“The World is Full of Divorced Women” is Jackie Collins at her boldest — glamorous, scandalous, and unapologetically honest about women’s desires and ambitions. Beneath the glitz, though, is a surprisingly progressive message: women can thrive after betrayal, heartbreak and divorce.
I loved how the book portrays women not as victims of circumstance, but as powerful individuals capable of reinvention. The 1970s backdrop makes it even more striking, because Jackie was ahead of her time in writing female characters who sought liberation — in career, in love and in selfhood.
Yes, it’s dramatic, yes, it’s sexy in that Jackie Collins way, but it’s also empowering. Even today, it reminds us that a woman’s worth isn’t tied to a man — it’s tied to her courage to choose herself.

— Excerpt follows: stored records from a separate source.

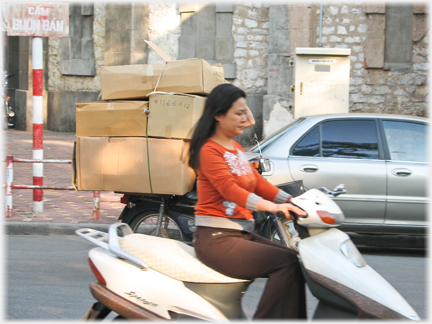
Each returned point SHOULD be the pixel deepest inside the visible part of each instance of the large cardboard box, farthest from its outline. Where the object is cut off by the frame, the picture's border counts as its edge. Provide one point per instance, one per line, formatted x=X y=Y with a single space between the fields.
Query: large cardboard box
x=115 y=118
x=195 y=76
x=174 y=115
x=133 y=165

Cleo James - The betrayed wife who evolves from heartbreak into independence. She represents reinvention — proof that starting over can be powerful.
Mike James - Her unfaithful husband, symbolic of the selfish, ego-driven man who underestimates women’s resilience.
Muffin (Billie Farewell) - The ambitious TV personality — sharp, unapologetic, ambitious. She embodies female ambition in a male-dominated industry.
Together, Cleo and Muffin show two faces of liberation: one through breaking free of betrayal, the other through breaking glass ceilings.
I enjoyed the book not only for its page-turning drama but also for its feminist undertones. Jackie Collins gave women a glamorous mirror to see themselves as more than wives or victims — as individuals who could own their futures.